Asked by: Noah Law (Labour - St Austell and Newquay)
Question to the HM Treasury:
To ask the Chancellor of the Exchequer, with reference to her Department's policy paper entitled Summary of reforms to agricultural property relief and business property relief, published on 30 October 2024, if she will make an assessment of the potential merits of widening the consultation to consider (a) allowing relief on agricultural and business assets to roll over to a proprietor’s surviving spouse, (b) decoupling agricultural property relief and business property relief and (c) determining a measure of agricultural trading income suitable for use as a threshold to allow agricultural property relief to be claimed.
Answered by James Murray - Exchequer Secretary (HM Treasury)
The Government published information about the reforms to agricultural property relief and business property relief at www.gov.uk/government/publications/agricultural-property-relief-and-business-property-relief-reforms.
It is expected that up to around 2,000 estates will be affected by the changes to APR and BPR in 2026-27, with around half of those being claims that involve AIM shares. Almost three-quarters of estates claiming agricultural property relief (or those claiming agricultural property relief and business property relief together) are expected to be unaffected by these reforms.
The government will publish a technical consultation in early 2025. This will focus on the detailed application of the allowance to lifetime transfers into trusts and charges on trust property. This will inform the legislation to be included in a future Finance
In accordance with standard practice, a tax information and impact note will be published alongside the draft legislation before the relevant Finance Bill.

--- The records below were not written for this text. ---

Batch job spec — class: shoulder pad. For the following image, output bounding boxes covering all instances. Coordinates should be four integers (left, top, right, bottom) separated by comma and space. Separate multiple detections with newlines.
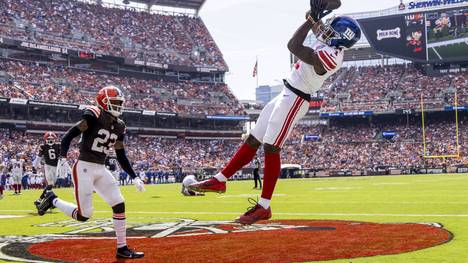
315, 45, 341, 71
83, 106, 101, 119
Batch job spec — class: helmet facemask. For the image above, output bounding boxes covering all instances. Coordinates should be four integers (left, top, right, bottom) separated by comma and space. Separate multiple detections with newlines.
102, 90, 125, 117
46, 137, 55, 146
316, 17, 340, 46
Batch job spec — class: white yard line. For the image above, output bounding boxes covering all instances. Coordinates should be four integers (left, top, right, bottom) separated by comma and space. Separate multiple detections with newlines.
0, 210, 468, 217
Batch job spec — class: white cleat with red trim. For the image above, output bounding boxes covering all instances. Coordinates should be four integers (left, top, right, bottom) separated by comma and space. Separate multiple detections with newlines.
36, 190, 57, 216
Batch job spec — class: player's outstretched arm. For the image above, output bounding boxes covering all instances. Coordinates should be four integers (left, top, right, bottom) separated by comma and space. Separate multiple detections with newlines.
114, 139, 146, 192
288, 19, 327, 75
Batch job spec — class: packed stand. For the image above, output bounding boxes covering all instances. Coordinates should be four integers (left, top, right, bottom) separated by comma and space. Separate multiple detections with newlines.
0, 0, 227, 71
322, 65, 468, 112
0, 60, 244, 115
283, 117, 468, 170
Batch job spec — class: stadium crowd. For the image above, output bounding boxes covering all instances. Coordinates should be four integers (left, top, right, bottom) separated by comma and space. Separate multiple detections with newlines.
0, 60, 244, 115
0, 116, 468, 185
0, 0, 227, 71
322, 64, 468, 112
283, 116, 468, 170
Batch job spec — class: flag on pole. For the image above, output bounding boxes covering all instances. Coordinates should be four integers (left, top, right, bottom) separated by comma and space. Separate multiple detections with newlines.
252, 59, 258, 78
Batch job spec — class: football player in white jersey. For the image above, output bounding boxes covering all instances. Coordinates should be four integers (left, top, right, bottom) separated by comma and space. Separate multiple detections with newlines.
180, 175, 205, 196
9, 155, 26, 195
189, 0, 361, 225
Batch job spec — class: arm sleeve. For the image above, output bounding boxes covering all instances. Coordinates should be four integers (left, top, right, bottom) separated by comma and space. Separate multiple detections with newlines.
33, 155, 42, 169
115, 148, 137, 179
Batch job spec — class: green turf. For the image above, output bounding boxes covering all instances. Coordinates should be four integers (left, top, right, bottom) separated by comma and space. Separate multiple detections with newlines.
0, 174, 468, 263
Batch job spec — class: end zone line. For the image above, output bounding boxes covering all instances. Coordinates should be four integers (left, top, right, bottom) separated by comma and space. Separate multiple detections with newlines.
0, 210, 468, 217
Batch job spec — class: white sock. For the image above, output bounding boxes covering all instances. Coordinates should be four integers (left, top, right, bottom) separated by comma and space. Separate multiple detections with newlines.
215, 173, 227, 182
258, 197, 270, 209
53, 198, 77, 219
113, 213, 127, 248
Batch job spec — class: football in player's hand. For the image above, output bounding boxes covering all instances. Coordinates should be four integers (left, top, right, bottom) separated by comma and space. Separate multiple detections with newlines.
323, 0, 341, 10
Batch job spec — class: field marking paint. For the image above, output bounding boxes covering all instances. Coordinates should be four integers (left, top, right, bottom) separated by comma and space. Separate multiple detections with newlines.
0, 243, 49, 263
0, 215, 24, 219
216, 194, 288, 198
314, 187, 362, 191
372, 182, 410, 185
0, 210, 468, 217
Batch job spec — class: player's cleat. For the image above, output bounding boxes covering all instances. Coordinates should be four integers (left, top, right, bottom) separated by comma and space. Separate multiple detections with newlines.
39, 185, 52, 199
116, 246, 145, 259
188, 177, 226, 194
36, 191, 57, 216
236, 198, 271, 225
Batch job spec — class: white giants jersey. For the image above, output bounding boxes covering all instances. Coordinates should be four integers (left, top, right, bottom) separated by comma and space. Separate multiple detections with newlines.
11, 159, 24, 174
287, 41, 344, 94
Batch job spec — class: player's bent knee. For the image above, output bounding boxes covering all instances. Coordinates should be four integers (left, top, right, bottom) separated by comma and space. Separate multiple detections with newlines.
76, 213, 89, 222
112, 203, 125, 214
263, 143, 281, 153
245, 134, 262, 148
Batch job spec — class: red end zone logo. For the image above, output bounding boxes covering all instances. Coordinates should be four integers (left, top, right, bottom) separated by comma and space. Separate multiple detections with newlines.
0, 219, 452, 263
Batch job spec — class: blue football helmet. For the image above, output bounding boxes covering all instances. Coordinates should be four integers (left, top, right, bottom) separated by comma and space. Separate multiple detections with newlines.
318, 16, 361, 49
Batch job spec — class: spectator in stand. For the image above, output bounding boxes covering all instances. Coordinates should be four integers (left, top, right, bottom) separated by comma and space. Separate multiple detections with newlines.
0, 0, 227, 71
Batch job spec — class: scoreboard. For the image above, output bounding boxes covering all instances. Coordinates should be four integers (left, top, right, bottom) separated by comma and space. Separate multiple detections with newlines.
358, 6, 468, 63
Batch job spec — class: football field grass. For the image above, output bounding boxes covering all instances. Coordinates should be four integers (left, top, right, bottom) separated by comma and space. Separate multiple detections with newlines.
0, 174, 468, 263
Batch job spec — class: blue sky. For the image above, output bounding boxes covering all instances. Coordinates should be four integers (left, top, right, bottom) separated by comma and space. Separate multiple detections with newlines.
200, 0, 400, 100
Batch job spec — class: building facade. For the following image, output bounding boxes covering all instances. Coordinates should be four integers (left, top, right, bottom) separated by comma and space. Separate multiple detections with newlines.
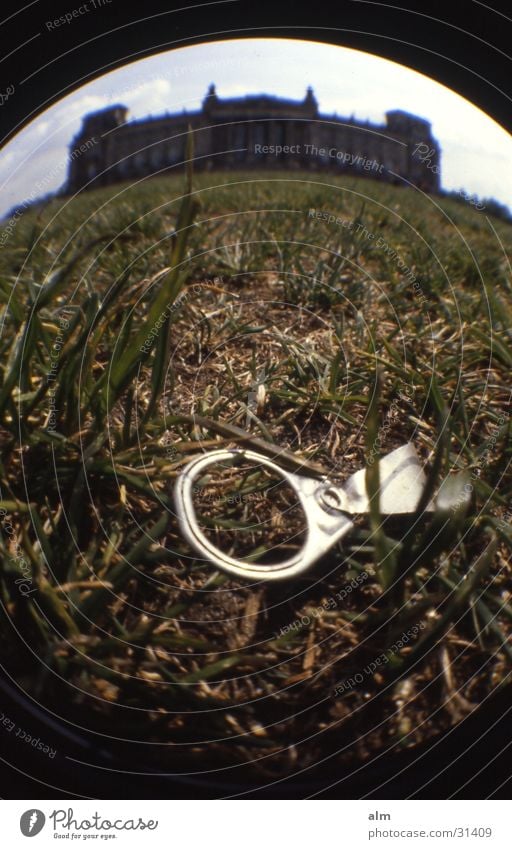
65, 85, 441, 194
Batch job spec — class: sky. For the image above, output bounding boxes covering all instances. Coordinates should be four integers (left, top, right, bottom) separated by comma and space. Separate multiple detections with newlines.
0, 38, 512, 216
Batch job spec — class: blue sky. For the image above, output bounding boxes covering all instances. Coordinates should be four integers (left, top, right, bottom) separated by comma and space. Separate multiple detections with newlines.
0, 38, 512, 215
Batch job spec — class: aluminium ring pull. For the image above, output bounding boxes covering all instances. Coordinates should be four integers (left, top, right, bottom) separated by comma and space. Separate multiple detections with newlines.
174, 443, 433, 581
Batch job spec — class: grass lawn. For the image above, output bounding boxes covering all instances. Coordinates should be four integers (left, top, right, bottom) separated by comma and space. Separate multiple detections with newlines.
0, 167, 512, 780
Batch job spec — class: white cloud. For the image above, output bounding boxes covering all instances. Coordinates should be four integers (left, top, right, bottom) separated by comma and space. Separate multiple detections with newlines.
0, 39, 512, 214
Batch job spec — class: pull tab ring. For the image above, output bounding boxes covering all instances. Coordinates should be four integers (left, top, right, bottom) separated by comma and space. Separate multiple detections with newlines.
174, 448, 353, 581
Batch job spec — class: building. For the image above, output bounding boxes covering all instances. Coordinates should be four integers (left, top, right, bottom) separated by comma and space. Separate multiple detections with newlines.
66, 85, 440, 194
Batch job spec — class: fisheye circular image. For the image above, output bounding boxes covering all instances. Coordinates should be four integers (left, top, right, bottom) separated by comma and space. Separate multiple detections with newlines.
0, 38, 512, 796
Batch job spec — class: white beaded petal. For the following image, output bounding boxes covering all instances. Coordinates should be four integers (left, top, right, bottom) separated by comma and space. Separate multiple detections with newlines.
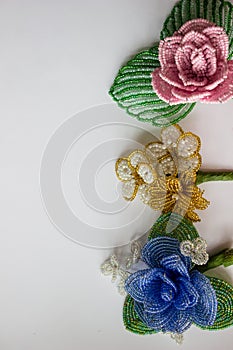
146, 142, 167, 161
160, 157, 176, 175
128, 151, 148, 168
177, 156, 201, 173
180, 237, 209, 265
138, 184, 151, 204
116, 158, 133, 181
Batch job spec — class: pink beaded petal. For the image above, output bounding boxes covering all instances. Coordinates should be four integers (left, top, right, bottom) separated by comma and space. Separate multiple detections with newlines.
172, 88, 211, 103
200, 61, 233, 103
203, 27, 229, 60
152, 68, 182, 105
175, 43, 195, 74
175, 18, 216, 35
159, 36, 182, 69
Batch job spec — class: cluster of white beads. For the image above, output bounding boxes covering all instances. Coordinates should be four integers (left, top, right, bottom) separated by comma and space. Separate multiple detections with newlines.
117, 159, 132, 181
138, 184, 151, 204
161, 125, 182, 148
137, 164, 155, 184
129, 151, 148, 168
121, 179, 136, 200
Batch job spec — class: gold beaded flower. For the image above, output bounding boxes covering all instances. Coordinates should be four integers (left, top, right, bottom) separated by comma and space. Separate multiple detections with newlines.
116, 125, 209, 221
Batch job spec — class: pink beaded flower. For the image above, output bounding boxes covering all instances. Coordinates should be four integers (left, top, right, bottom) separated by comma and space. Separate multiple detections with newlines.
152, 19, 233, 105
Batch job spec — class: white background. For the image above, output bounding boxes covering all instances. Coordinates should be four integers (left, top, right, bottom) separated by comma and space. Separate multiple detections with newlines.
0, 0, 233, 350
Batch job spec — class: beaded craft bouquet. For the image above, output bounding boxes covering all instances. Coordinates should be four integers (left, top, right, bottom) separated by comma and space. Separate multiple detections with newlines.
101, 0, 233, 343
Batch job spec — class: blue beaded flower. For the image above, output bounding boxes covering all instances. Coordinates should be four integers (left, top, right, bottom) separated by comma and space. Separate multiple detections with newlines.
125, 237, 217, 333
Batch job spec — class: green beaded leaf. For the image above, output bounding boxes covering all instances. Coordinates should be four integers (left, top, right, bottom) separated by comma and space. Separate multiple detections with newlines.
109, 44, 195, 127
123, 295, 156, 335
160, 0, 233, 59
148, 213, 199, 242
198, 277, 233, 331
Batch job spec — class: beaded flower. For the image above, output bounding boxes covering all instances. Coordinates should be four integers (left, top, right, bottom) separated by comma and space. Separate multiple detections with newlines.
116, 125, 209, 221
109, 0, 233, 127
152, 19, 233, 105
125, 237, 217, 333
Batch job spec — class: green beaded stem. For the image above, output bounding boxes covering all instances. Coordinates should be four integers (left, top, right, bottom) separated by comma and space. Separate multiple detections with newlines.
160, 0, 233, 60
123, 295, 157, 335
109, 0, 233, 127
196, 171, 233, 185
148, 213, 199, 242
196, 277, 233, 331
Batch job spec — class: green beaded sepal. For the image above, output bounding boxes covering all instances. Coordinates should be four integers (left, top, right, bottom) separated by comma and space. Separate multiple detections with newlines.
123, 295, 157, 335
148, 213, 199, 242
109, 0, 233, 127
123, 213, 233, 335
198, 277, 233, 331
123, 277, 233, 335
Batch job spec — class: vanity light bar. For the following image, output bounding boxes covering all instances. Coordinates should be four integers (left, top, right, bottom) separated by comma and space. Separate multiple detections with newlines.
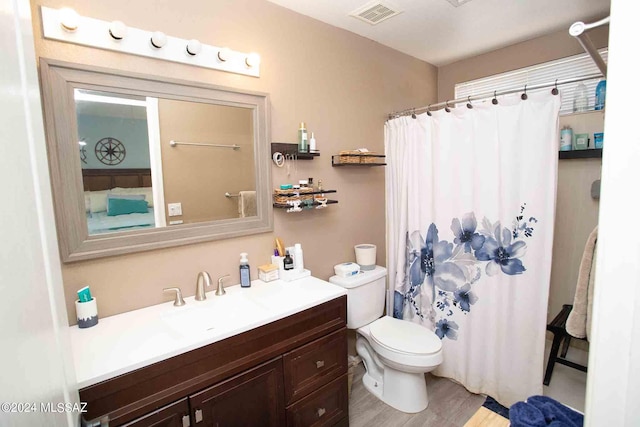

Asked by: Noah Law (Labour - St Austell and Newquay)
Question to the HM Treasury:
To ask the Chancellor of the Exchequer, if she will take steps to ensure that the National Wealth Fund is equipped to provide offtake finance and hedging instruments for the critical minerals industry.
Answered by Tulip Siddiq - Economic Secretary (HM Treasury)
With additional capital to deploy against an expanded mandate, the National Wealth Fund stands ready to help the market invest with confidence in support of the Government's growth ambitions.
The National Wealth Fund will be empowered via new tools such as performance guarantees and blended finance solutions to make investments that maximise mobilisation of private finance. This includes investments in the critical minerals sector.